Una noche, pasadas las doce, escuchamos las llantas crujir. Mamá nos pidió a mi hermano y a mí quedarnos a dormir con ella. Sólo yo accedí. Apreté con furia los párpados cuando papá entró en la habitación. Encendió la luz y comenzó el ritual de palabrotas. Le regaló un repertorio de florituras dignas de un albañil y aventó un cenicero que se hizo añicos contra la cabecera de la cama. Nunca le pegó, pero esa noche tuve mis dudas. Tambaleante, la sujetó del brazo y le dijo:

—Todo es tu culpa, pendeja.

Sus ojos desorbitados eran los de un borracho capaz de todo.

—Suéltala —dijo una voz a sus espaldas.

Papá ignoró la presencia de mi hermano como lo hizo conmigo. Como si nunca se hubiera casado y tenido hijos y ambos fuéramos una ilusión. Grave error. Mi hermano lo empujó como a un muñeco de trapo contra la pared. Nunca supimos si papá se desmayó o fingió dormir al perder el honor a manos de su primogénito.

*   *   *

Al cumplir medio siglo, papá sentó cabeza. Entonces le vino un derrame cerebral. Cuando entré a la habitación del hospital quedé petrificado al verlo conectado a una máquina. No parecía estar dormido. Tampoco muerto. Siempre imaginé que de estar en una situación donde había que dar un discurso de despedida, éste sería tan emotivo como los guiones que se recitan en las telenovelas.

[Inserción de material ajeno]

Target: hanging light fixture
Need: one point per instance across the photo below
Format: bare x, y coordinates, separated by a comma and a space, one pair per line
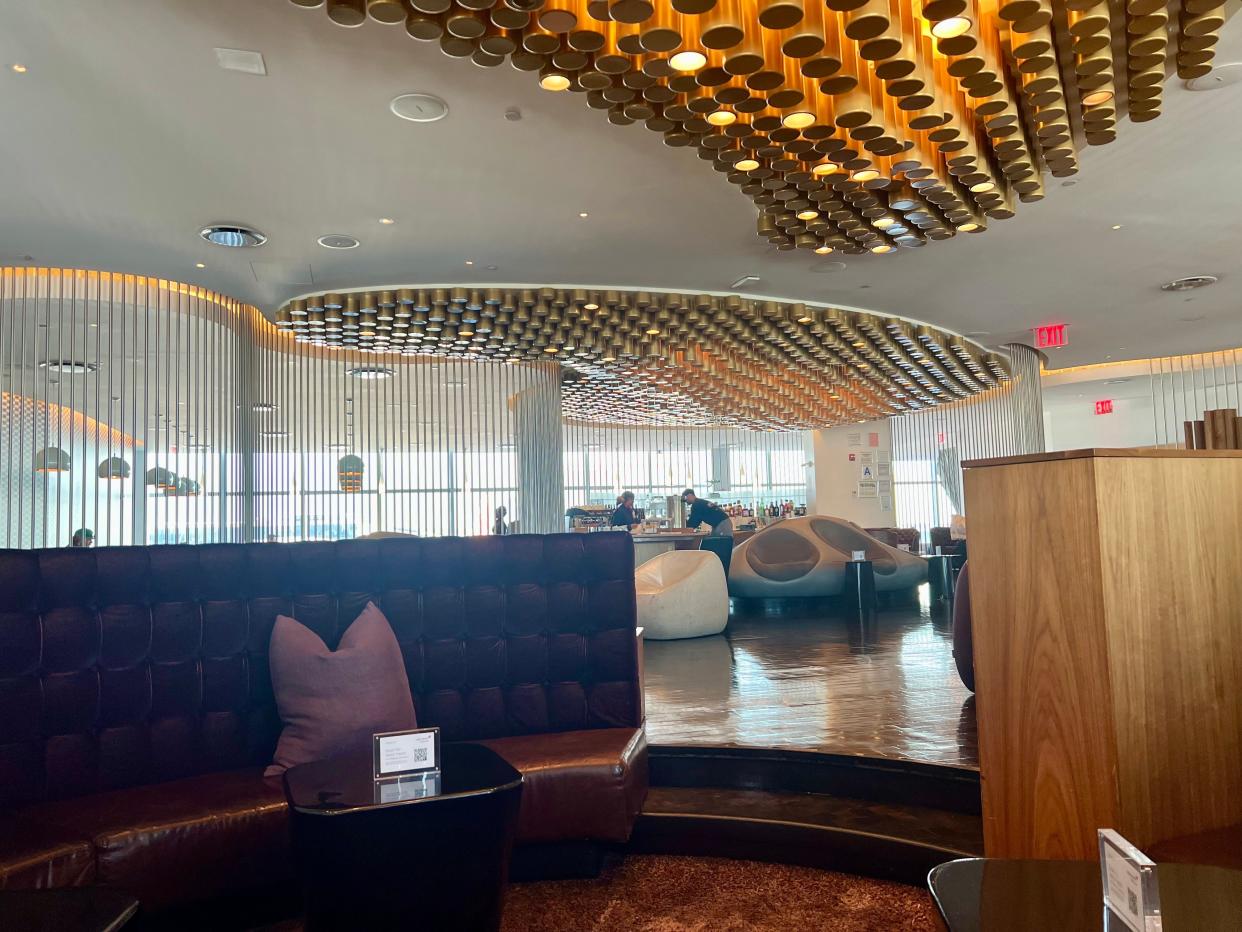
184, 487
113, 467
52, 459
160, 477
349, 472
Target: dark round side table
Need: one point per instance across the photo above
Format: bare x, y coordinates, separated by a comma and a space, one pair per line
991, 895
421, 854
65, 910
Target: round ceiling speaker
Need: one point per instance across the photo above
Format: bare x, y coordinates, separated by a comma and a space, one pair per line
419, 108
232, 235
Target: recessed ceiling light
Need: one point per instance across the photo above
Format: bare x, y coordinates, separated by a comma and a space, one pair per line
1190, 282
68, 367
338, 241
554, 81
689, 60
950, 27
232, 235
419, 108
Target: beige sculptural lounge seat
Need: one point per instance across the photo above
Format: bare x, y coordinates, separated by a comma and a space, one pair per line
806, 558
682, 594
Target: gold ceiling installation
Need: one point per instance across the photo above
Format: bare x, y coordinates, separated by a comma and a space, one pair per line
636, 357
858, 126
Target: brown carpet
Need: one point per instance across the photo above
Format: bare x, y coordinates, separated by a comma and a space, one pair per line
657, 894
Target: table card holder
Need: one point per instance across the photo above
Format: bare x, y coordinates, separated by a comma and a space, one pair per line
405, 764
1129, 881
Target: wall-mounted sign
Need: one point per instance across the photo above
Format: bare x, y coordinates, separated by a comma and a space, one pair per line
1051, 337
1130, 882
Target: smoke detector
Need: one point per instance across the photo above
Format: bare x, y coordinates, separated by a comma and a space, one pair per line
419, 108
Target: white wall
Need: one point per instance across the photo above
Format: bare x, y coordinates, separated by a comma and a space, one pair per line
1072, 423
835, 486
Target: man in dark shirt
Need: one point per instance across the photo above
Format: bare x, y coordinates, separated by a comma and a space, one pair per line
704, 511
622, 516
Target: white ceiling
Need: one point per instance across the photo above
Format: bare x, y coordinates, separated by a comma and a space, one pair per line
124, 138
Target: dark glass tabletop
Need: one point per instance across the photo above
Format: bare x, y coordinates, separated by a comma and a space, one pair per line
985, 895
345, 783
65, 910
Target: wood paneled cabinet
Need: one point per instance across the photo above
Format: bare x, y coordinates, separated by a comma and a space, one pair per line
1107, 602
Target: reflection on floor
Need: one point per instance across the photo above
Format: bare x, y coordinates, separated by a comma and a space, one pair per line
812, 680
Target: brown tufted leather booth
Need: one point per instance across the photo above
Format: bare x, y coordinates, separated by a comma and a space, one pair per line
137, 711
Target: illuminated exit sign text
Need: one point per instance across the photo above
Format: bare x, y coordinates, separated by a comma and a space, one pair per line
1051, 336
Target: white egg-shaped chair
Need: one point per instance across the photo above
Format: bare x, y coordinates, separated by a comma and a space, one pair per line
682, 594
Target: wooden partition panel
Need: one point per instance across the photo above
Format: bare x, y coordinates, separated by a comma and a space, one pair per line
1107, 595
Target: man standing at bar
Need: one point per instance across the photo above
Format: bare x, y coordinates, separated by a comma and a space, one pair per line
704, 511
622, 516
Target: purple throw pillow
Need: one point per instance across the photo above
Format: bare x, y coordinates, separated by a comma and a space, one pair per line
330, 701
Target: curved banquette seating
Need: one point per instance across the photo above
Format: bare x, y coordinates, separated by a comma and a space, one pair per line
807, 556
137, 712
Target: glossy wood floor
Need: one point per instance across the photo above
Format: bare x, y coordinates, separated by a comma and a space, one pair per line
807, 679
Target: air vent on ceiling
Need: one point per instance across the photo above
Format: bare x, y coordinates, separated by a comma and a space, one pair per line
338, 241
1190, 282
232, 235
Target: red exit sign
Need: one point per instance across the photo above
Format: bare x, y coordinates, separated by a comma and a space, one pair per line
1051, 337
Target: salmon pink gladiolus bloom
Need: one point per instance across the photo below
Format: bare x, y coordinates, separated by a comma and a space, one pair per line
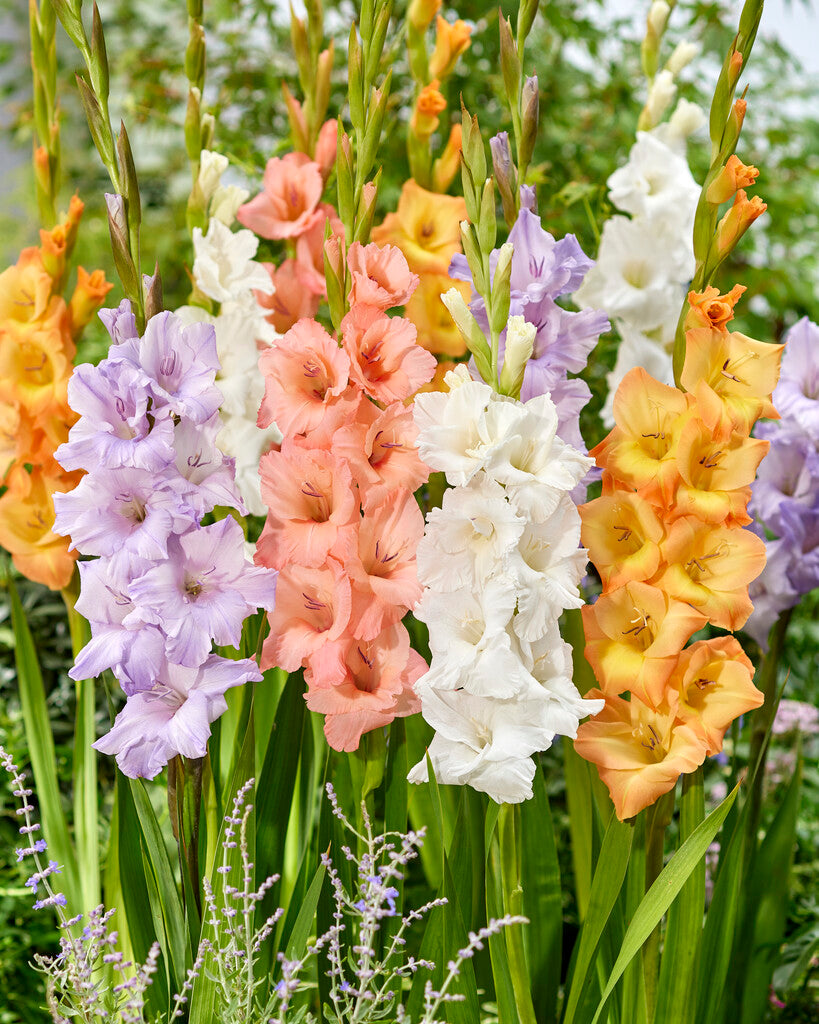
633, 639
381, 275
312, 607
287, 206
360, 685
303, 374
312, 503
640, 753
713, 686
710, 567
385, 359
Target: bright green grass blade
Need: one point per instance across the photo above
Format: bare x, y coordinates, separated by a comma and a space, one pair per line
676, 990
606, 884
663, 892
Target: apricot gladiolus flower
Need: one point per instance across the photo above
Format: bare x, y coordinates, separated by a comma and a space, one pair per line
633, 639
303, 373
27, 515
641, 450
436, 329
381, 275
287, 206
732, 378
640, 753
622, 534
712, 686
708, 308
426, 228
710, 567
450, 42
716, 474
385, 359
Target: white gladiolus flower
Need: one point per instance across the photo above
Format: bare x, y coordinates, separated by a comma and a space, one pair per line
655, 181
224, 263
501, 559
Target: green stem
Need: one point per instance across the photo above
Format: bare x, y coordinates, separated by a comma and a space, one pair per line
86, 811
508, 826
657, 821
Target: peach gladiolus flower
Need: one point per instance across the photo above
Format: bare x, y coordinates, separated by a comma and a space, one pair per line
287, 206
713, 686
641, 450
708, 308
436, 329
381, 560
27, 515
633, 639
381, 452
312, 505
426, 228
293, 297
732, 377
312, 607
640, 753
450, 42
381, 275
303, 373
385, 360
622, 534
360, 685
710, 567
716, 474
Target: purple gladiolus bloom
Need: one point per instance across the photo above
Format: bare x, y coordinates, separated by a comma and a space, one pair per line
175, 716
114, 428
121, 513
204, 591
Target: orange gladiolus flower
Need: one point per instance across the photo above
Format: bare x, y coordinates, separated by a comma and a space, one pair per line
640, 753
710, 567
716, 474
436, 330
708, 308
640, 451
712, 686
450, 42
633, 639
426, 228
732, 378
622, 534
27, 515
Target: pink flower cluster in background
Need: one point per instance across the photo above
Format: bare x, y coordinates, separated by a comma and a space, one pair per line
343, 524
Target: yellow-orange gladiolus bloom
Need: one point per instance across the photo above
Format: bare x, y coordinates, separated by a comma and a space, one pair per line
732, 378
708, 308
27, 515
633, 639
436, 330
710, 567
640, 451
716, 474
450, 42
426, 228
713, 686
640, 753
622, 534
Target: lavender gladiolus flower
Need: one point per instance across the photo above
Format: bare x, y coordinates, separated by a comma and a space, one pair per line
165, 587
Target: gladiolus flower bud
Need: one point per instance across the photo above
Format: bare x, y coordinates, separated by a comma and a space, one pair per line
737, 220
733, 176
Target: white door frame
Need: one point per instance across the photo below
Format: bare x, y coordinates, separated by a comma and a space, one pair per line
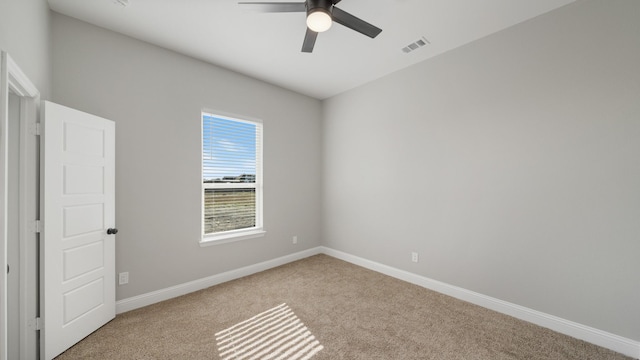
13, 80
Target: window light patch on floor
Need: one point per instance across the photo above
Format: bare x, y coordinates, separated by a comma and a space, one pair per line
275, 334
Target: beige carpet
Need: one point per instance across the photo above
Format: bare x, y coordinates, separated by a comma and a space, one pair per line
354, 313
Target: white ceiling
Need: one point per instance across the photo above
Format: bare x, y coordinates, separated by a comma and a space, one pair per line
267, 46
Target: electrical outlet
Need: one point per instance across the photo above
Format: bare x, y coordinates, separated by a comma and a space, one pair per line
123, 278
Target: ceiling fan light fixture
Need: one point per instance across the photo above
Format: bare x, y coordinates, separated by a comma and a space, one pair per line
319, 20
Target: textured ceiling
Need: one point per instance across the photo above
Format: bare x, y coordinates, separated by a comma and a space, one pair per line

Tomé una de sus manos. Intenté concentrarme. Organizar mis ideas sobre los pitidos de la máquina que indicaban que aún seguía con vida. Quise decirle muchas cosas: que me enseñó que el mundo jamás colapsa cuando te atreves a hacer lo que te place. A hacer oídos sordos de la gente que dice que no se pueden hacer las cosas. A remar contracorriente. Que fue un buen tipo después de todo, incluso un borracho divertido (cuando mamá no estaba a cien kilómetros a la redonda). Pero nada de eso me pareció tan importante como decirle que me perdonara por todas las veces que me vio concentrado sobre mis libretas, haciendo supuestas tareas que me marcaban los profesores de la universidad para que un día fuera un flamante administrador de empresas capaz de recuperar su fortuna dilapidada. Intenté confesarle que era un fraude. Que lo único que me importaba en la vida era escribir. Crear mundos paralelos. No pude. Quedé mudo.

*   *   *

Papá no era un pendejo pero igual se murió. No lo hizo a lo grande como en sus mortuorias fantasías. Padecía presión alta. El hermano de mamá, respetado médico familiar, le había advertido que tenía que dejar el alcohol y comer saludable, o sea, estar muerto en vida para seguir viviendo. Papá ignoró la advertencia médica.

—Antes muerto que dejar de tomar —dijo.

Escupía sangre, cagaba sangre y siempre tenía el rostro colorado como la cabeza de un fósforo. Cada que destapaba una lata de cerveza, feliz, se convertía en un kamikaze a bordo de una avioneta rumbo a el Gran Cañón del Colorado.